All that work on tech development for 3DO would never be worth releasing in North America, but EA Sports put that work into Triple Play 97: Virtual Stadium Baseball, which released the next year on PC and the Sony PlayStation. A Sports Illustrated writer got in touch in 2016 with Erik Kiss, a developer on both Triple Play 97 and Pro Yakyuu Virtual Stadium. He confirmed that the 3DO sales numbers in the U.S. killed any hope of localizing the first Virtual Stadium game.

You can see more material for Pro Yakyuu Virtual Stadium, including a full scan of the manual and screengrabs of ads, previews, and reviews from various magazines on the 30-30 encyclopedia page for the game.

Konami and Cygames settle lawsuit over Umamusume and Power Pros patent

To close the book on some previous legal news covered here, Konami and Cygames have settled their patent infringement lawsuit(s).

Konami alleged that Cygames’ popular anime horse-girl racing game Umamusume: Pretty Derby infringed on patents they held relating to the Power Pros / Pawapuro series of baseball games. This settlement doesn’t include any new details on the lawsuit or the settlement terms, so all we know now is this fight is over (and Umamusume will continue to exist).

Konami are notoriously litigious and prone to patenting everything, but… Anyone familiar with the Success Mode in Power Pros can see huge, structural similarities to the gameplay of Umamusume.

In a way, it’s funny that the lawsuit focuses on very specific patented mechanics that don’t resonate as something that should be intellectual property… “An event associated with a first character which is set by a user is generated by satisfying a predetermined condition, manages a game in which a parameter of the second character is varied in accordance with[…],” blah blah blah. All that specificity feels silly when holistically, the mechanics of these two games are so similar.

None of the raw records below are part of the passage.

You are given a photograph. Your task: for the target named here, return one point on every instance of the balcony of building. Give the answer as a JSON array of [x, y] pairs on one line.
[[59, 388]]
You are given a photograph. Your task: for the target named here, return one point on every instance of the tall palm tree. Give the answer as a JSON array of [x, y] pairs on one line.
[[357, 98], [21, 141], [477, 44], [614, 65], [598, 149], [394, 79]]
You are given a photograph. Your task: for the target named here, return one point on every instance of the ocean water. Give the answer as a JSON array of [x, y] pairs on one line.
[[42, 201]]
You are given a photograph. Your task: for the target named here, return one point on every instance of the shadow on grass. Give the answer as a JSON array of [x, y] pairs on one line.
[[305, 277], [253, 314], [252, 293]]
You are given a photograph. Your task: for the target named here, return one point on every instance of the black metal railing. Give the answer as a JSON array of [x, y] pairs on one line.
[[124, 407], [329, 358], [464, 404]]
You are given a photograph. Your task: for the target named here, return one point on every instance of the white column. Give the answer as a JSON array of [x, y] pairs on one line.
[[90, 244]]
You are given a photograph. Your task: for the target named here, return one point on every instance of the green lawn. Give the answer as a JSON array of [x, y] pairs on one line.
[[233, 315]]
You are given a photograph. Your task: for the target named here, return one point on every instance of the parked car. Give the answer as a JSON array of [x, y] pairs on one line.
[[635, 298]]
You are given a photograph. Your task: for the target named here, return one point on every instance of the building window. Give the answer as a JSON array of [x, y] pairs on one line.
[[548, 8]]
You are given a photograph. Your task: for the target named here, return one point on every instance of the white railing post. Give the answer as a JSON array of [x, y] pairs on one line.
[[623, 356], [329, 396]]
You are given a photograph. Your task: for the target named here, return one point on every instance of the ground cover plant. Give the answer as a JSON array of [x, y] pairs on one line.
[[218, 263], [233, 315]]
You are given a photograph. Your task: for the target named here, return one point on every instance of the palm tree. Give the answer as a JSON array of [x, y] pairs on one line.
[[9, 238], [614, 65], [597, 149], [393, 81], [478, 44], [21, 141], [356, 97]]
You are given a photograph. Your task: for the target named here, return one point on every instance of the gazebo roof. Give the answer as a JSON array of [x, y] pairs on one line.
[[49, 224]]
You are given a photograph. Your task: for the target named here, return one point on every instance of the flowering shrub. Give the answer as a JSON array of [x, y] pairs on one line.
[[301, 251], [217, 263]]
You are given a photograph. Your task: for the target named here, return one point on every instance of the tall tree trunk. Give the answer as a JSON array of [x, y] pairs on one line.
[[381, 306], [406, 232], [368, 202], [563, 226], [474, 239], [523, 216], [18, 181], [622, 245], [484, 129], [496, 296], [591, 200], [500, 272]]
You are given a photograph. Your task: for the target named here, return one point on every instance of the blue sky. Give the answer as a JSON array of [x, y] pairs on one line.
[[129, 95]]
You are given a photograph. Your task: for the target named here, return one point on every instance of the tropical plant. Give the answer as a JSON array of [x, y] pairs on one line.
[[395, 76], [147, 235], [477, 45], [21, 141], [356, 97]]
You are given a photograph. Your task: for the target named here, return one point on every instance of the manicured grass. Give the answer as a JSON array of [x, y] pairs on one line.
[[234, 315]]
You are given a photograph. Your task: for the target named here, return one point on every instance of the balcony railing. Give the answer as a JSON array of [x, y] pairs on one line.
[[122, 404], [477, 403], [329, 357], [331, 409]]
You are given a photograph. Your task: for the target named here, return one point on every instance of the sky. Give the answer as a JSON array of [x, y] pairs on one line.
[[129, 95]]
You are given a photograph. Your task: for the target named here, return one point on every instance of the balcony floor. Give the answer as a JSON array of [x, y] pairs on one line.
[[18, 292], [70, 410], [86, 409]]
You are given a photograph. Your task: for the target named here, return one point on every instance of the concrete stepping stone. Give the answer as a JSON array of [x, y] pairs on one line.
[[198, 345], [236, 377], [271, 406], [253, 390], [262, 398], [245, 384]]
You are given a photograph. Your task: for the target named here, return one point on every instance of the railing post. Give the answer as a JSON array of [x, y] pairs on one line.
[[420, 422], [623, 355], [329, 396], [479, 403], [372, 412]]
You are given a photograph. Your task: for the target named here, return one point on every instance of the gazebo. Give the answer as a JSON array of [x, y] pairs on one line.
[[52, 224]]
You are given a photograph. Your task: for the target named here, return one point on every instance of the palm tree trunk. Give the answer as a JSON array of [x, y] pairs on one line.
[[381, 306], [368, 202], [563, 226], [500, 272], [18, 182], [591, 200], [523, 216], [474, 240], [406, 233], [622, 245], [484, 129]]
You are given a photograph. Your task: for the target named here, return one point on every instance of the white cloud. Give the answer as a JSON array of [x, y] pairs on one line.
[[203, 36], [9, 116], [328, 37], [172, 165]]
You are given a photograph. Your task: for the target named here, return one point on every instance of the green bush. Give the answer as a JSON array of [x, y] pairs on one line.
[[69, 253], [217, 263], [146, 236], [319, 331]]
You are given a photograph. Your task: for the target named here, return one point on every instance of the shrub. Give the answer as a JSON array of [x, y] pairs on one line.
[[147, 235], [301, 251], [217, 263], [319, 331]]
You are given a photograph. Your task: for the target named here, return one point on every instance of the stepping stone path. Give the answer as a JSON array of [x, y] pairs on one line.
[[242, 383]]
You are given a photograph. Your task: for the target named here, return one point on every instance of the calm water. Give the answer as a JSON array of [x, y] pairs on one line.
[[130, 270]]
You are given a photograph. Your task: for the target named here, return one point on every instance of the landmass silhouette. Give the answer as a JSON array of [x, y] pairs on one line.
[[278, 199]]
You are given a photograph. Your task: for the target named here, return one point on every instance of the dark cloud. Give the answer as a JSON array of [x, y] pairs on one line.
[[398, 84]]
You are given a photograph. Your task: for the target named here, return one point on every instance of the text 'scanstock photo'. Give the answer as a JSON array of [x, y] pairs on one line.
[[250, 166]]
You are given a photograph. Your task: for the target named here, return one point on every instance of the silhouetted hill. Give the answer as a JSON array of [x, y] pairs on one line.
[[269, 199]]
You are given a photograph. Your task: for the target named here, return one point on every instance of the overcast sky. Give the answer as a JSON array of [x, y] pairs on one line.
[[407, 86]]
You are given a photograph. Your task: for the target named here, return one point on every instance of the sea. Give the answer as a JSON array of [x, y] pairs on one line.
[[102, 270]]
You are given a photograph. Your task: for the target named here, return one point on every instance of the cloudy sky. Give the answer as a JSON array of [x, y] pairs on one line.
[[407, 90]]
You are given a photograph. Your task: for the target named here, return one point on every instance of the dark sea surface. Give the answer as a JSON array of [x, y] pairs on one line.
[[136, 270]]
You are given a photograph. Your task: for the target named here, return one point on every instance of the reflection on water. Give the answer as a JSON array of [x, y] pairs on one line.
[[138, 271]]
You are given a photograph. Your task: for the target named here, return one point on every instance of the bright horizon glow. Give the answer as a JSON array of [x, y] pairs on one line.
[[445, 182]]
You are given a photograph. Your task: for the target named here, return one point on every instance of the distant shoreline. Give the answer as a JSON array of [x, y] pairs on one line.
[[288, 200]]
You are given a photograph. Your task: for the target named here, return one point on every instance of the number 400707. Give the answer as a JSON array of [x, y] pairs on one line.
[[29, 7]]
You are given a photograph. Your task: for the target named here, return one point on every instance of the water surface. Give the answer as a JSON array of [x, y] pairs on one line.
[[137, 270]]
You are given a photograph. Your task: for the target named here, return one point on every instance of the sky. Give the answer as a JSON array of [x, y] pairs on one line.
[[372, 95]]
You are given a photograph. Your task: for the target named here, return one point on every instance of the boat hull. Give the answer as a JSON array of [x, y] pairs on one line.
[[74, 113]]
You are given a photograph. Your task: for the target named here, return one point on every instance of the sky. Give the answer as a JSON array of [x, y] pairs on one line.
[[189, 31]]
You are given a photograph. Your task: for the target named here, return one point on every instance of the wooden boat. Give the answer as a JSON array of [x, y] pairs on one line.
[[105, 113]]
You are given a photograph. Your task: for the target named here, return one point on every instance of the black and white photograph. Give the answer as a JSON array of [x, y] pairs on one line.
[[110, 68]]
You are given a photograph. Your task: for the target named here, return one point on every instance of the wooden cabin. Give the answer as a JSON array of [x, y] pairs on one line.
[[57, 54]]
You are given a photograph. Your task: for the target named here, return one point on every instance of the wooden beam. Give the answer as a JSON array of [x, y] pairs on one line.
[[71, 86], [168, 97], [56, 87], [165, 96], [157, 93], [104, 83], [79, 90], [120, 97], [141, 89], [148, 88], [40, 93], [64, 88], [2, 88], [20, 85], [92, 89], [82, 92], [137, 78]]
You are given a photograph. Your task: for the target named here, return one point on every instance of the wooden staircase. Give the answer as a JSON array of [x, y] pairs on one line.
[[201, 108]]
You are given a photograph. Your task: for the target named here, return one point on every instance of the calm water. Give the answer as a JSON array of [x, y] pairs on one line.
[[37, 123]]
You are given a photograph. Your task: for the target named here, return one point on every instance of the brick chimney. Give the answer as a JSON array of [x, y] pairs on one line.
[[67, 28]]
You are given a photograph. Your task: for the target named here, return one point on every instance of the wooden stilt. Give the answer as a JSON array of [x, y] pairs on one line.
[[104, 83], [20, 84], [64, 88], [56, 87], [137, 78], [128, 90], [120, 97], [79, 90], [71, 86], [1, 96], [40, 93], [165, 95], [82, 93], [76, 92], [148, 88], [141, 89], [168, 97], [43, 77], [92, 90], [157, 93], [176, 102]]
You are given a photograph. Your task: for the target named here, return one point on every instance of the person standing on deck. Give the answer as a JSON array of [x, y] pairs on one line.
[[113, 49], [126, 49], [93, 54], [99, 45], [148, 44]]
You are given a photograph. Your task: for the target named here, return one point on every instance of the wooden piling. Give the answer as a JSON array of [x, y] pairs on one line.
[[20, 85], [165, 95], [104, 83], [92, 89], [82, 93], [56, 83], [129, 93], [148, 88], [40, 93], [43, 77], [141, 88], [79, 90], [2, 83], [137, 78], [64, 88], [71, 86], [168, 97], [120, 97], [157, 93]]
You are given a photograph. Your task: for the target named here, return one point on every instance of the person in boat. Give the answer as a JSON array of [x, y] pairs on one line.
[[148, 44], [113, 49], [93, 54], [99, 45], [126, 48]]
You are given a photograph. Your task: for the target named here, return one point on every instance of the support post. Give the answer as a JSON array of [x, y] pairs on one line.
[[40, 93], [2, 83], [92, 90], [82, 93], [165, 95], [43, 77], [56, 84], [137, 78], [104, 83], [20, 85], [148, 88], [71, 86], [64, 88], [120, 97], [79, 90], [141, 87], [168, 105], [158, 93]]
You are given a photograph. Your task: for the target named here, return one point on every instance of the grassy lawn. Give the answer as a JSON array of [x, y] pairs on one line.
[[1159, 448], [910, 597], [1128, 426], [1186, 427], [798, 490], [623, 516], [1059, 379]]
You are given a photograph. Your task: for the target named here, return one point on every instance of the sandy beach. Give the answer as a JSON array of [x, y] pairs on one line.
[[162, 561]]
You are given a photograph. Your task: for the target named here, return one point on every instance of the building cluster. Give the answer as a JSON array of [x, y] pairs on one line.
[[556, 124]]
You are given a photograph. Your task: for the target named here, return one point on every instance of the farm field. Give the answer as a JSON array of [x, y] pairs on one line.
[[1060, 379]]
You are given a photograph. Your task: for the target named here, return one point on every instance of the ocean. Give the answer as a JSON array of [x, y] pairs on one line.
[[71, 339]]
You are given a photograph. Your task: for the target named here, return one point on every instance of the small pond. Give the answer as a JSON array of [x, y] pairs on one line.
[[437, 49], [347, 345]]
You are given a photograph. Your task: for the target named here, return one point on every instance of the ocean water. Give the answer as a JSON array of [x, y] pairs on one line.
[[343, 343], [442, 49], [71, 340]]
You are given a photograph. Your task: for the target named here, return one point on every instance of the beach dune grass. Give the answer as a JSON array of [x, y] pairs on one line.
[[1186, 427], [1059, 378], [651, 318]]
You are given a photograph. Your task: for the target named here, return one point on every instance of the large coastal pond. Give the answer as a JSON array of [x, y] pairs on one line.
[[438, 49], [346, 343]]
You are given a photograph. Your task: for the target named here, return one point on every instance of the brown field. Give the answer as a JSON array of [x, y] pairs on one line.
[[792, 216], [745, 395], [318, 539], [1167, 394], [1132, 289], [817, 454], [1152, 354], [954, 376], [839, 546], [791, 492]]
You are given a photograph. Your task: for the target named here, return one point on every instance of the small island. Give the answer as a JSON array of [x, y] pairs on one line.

These are two anime-styled sports sims where you create and level up a character by choosing one of five training options (or resting), boosted by a random assortment of your friends and former created characters, interspersed with visual novel segments that vary based on which friends you chose to bring along. Then the only big difference is the actual matchday in Umamusume is a simulated horse(-girl) race, versus Power Pros which lets you control a baseball player.

That all being said, I’m not a fan of video game patents. If your company can make Power Pros gameplay more popular by adding horse-girls, then great. You should be able to do that. There is a balance here, but a world with more patent protection is probably a world with worse games.